Он замолчал, глубоко затянулся, затем выпустил кольцо дыма в потолок.
– Нет. У меня забрали единственного сына. Тридцать лет назад. Я не перестал его искать.
– Вероятно, мы сможем помочь, – предложил Бенц.
– С чего это вдруг?
– Мы тоже его ищем.
Реджи мгновенно насторожился:
– Зачем?
– Нам просто нужно поговорить с ним, так же, как с вами, – объяснил Монтойя.
Реджи сдвинул брови.
– Не понимаю, как. Если вы не знаете, кто он, зачем вам нужно с ним разговаривать?
– Мы думаем, он сможет нам помочь.
Реджи на это не купился.
– Вряд ли...
– Я думал, вы хотите увидеть своего мальчика. Расскажите нам, что вам известно.
Колеблясь и стараясь потянуть время, Реджи раздавил свой «Кэмел», оставив тлеющий окурок.
– И тогда вы перестанете мне докучать?
– Если вы ни во что такое не ввязывались.
– Черт, да, конечно, не ввязывался. Можете спросить моего офицера по надзору. Он это подтвердит.
– Так что вы знаете?
Он фыркнул и наконец пожал тонким плечом.
– Немного. Я это уже говорил. Я лишь знаю, что, по словам Вирджинии, это было частное усыновление, и уверен, что она имела в виду незаконное, и никто ничего не выяснит. Какой-то священник все это провернул и поклялся хранить молчание. Но пока я мотал срок, я вспомнил еще одного заключенного, который рассказал мне об отце Харрисе или Генри, который вляпался в неприятности. Он не только продавал детей и клал деньги себе в карман, но его еще и застукали со спущенными штанами. С пятнадцатилетним мальчиком.
– Его обвинили? – спросил Бенц. Теперь начало хоть что-то прорисовываться.
Глаза Монтойи с интересом блеснули.
– Не думаю. По словам этого заключенного – Виктора Спитца, – мальчику дали денег, от обвинений отказались, и священник уехал из штата.
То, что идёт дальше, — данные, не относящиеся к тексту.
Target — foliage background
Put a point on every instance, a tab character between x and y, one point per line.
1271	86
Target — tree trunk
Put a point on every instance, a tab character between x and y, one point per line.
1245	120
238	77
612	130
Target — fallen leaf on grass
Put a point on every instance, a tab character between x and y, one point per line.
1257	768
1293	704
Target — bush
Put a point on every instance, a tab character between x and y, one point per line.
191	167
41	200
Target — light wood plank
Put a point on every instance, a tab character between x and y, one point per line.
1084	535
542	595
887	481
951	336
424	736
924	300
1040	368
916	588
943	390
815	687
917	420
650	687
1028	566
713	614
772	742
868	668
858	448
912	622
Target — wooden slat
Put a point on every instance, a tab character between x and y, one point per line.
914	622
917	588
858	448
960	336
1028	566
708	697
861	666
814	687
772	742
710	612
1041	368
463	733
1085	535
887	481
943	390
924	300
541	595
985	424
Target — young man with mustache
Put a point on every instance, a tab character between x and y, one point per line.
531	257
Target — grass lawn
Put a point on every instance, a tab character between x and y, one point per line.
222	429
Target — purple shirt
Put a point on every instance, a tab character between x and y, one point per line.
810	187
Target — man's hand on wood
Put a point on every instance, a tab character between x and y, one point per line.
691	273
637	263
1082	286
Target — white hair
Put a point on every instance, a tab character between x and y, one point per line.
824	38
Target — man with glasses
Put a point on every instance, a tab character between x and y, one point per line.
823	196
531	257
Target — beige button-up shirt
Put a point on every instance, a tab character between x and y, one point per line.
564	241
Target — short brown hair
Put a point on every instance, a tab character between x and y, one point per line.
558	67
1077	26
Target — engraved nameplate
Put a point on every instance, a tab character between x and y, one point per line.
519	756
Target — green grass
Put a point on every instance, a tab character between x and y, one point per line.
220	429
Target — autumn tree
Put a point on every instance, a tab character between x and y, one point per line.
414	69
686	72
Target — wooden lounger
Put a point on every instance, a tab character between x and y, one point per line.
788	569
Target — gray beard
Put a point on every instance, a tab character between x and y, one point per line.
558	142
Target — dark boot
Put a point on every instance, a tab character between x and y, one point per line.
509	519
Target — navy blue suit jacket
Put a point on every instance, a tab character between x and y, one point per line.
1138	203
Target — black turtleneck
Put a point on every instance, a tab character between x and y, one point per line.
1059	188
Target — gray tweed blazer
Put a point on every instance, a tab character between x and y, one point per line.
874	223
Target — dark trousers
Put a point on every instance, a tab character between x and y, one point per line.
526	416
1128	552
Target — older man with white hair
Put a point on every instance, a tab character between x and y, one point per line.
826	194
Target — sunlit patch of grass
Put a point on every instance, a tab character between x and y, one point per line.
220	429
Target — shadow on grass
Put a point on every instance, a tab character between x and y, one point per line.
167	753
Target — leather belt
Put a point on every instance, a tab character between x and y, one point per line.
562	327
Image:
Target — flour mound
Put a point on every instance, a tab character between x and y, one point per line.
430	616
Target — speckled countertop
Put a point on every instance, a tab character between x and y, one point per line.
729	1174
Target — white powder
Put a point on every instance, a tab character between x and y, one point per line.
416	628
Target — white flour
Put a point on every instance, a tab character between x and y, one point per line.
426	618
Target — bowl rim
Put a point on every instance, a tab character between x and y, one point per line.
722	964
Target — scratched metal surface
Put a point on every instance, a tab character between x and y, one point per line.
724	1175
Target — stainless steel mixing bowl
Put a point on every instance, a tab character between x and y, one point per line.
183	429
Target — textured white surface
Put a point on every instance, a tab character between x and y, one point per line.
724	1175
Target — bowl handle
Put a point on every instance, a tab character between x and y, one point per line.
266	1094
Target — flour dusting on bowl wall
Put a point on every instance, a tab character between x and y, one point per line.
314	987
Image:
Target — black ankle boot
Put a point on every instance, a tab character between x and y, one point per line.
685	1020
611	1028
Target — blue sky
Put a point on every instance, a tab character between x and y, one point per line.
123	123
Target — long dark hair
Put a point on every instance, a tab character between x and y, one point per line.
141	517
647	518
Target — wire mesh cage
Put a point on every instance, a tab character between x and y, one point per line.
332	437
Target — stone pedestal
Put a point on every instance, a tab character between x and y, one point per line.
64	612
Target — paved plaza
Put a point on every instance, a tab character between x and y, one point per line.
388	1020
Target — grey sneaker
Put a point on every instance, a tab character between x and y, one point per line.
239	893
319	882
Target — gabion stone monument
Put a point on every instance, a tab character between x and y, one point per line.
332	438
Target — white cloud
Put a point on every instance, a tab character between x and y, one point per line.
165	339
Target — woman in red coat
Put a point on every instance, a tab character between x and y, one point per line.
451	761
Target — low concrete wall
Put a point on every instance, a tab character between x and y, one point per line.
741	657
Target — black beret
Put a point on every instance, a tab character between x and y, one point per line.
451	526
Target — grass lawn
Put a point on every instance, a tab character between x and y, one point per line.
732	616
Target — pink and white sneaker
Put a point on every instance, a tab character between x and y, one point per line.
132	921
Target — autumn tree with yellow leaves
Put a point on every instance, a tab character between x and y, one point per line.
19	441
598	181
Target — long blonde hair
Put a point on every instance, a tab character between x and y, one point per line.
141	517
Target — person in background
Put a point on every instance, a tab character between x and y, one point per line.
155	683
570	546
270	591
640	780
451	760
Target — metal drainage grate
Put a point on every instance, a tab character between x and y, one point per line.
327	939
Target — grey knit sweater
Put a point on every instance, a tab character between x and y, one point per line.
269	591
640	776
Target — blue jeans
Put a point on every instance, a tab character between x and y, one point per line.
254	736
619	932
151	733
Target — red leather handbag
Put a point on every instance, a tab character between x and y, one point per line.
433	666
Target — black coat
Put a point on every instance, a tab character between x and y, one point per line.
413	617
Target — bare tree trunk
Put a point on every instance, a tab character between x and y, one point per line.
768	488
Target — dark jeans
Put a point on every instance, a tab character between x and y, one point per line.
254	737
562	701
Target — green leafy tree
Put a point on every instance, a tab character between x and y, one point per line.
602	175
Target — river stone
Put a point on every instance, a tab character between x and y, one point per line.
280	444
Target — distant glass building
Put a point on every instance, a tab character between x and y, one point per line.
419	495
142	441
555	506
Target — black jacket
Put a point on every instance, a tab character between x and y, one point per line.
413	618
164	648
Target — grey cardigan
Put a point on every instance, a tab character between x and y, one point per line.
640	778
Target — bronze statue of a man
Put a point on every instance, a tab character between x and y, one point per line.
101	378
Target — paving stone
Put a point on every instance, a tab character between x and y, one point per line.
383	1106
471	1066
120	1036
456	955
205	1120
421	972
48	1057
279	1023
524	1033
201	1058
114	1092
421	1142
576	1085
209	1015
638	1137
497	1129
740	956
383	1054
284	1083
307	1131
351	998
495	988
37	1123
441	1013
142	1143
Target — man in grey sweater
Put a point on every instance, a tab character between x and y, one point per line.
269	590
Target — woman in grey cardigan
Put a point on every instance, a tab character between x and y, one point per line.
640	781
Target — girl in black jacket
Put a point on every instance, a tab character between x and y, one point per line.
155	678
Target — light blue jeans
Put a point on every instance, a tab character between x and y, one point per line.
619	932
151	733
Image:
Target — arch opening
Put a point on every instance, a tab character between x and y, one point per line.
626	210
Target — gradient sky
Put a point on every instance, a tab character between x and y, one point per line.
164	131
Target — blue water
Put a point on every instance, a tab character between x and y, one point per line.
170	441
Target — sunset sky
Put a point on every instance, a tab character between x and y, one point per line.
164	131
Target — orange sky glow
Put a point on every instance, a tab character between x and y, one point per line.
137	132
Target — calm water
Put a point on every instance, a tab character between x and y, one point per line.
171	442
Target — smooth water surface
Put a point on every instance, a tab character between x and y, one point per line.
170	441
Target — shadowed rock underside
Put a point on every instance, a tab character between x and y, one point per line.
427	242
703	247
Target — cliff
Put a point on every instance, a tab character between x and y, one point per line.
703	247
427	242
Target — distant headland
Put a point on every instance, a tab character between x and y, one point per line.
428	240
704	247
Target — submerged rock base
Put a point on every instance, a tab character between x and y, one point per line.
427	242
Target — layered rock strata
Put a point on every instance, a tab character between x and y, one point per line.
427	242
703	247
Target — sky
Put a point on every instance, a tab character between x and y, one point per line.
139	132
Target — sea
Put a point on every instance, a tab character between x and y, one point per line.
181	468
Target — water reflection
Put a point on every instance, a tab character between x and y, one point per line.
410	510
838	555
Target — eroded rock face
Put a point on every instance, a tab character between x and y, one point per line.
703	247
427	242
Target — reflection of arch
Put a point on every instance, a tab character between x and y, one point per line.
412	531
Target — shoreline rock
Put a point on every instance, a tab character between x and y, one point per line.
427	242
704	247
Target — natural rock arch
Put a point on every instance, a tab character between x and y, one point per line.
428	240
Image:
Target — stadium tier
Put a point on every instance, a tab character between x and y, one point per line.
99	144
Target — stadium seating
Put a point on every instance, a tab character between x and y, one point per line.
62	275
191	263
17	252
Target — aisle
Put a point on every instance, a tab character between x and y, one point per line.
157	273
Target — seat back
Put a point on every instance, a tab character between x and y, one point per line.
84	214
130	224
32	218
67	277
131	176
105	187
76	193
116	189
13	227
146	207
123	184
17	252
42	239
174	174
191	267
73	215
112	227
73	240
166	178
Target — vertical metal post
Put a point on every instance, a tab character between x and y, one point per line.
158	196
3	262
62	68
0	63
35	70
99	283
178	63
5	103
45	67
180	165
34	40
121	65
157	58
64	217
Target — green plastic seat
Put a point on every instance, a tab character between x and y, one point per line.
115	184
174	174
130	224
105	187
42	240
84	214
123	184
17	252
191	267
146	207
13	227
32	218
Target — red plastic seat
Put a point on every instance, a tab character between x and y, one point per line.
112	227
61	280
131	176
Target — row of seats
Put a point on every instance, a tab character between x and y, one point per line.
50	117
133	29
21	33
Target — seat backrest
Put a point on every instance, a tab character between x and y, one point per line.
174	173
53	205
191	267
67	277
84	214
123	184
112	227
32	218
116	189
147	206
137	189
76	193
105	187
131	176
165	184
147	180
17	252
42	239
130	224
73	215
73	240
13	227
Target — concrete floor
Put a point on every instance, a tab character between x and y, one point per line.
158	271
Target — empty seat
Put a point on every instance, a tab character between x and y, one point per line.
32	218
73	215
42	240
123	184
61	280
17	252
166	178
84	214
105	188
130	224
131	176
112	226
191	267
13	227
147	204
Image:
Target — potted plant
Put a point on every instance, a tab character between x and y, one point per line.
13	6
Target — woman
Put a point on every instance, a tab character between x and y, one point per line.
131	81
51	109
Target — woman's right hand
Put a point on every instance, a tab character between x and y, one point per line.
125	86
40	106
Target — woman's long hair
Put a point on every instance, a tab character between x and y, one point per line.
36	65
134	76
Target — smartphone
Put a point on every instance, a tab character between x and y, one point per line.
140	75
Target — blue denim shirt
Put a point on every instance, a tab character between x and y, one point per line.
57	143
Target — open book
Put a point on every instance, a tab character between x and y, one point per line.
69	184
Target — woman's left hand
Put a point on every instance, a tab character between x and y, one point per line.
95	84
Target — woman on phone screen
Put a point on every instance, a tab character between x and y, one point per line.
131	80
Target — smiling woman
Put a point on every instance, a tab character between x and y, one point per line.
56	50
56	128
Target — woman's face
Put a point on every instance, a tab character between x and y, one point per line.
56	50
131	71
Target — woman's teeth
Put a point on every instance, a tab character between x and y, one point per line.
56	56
– Вы говорите, что его звали Генри или Харрис?
– Так мне сказали.
– Это имя или фамилия?
– Этого я не знаю. – Реджи покачал головой. – Вот и все, что я могу вам сказать, – добавил он и снова посмотрел на часы. – А теперь... я надеюсь очутиться в Лафайетте, прежде чем остынет мой ужин, и я попаду в немилость.
– Не может быть! Ты не могла пригласить на ужин священника! – в ужасе воскликнула Сара. Она добавляла кубики хлеба в жаренные в масле овощи, потроха индейки и устрицы. По ее утверждению, все это являлось частью «знаменитой» начинки ее мамы. – Зачем?
Чистя наполовину сваренный картофель, Оливия ответила:
– Я могла бы солгать тебе и сказать, что он казался одиноким, что он мне нравится и что я хотела, чтобы он почувствовал себя частью традиции Благодарения. И хотя в целом не ложь, на самом деле я позвала его ради тебя, потому что ты выглядела подавленной, и я подумала...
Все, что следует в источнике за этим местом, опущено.